You advocate for a "Federated" model, but doesn't allowing local teams to write their own "Bylaws" create inconsistent brand voices?

This is where the Constitution (Layer 1) must be aggressive. While the content logic belongs to the local Bylaws (e.g., specific HR policies), the persona and tone guardrails often belong in the Constitution. If "Brand Voice" is a non-negotiable for your enterprise, it moves from a local "Bylaw" to a global "Constitutional" check that runs on every single build, regardless of which team owns the bot.


This "ProductOps" role you mention – we don't have that. Who does this work?

If you don't have ProductOps, look to your Technical Program Managers (TPMs) or your QA Leads. The title doesn't matter; the function does. Someone needs to own the process of maintaining the Golden Set, ensuring the Triad meets, and checking the audit logs. If you leave this to the individual Product Manager without support, the Golden Set will eventually rot and become a "museum exhibit" rather than a test.

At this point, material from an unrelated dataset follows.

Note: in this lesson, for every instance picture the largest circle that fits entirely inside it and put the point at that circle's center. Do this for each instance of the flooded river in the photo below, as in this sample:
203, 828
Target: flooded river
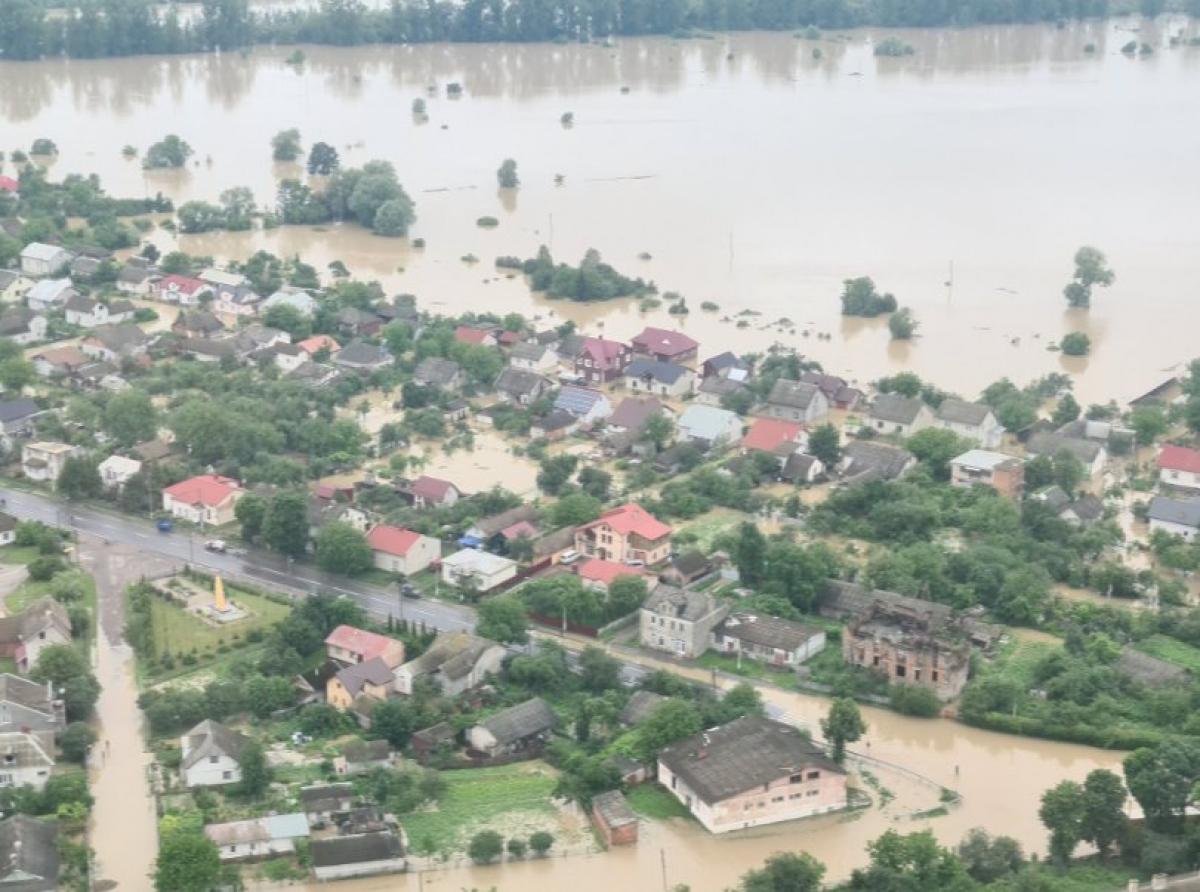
753, 174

Does every prompt change really need a "Governance Triad" meeting? That sounds like Waterfall.

Absolutely not. For Tier 3 (Low Risk) internal tools, the Product Manager is the Triad. They define intent, check correctness, and ship. The full formal Triad with external SMEs (Legal/Medical) is reserved for Tier 1 (High Risk) flows. Governance should be a dial, not a switch. (I cover exactly how to set these Tiers in Part 4).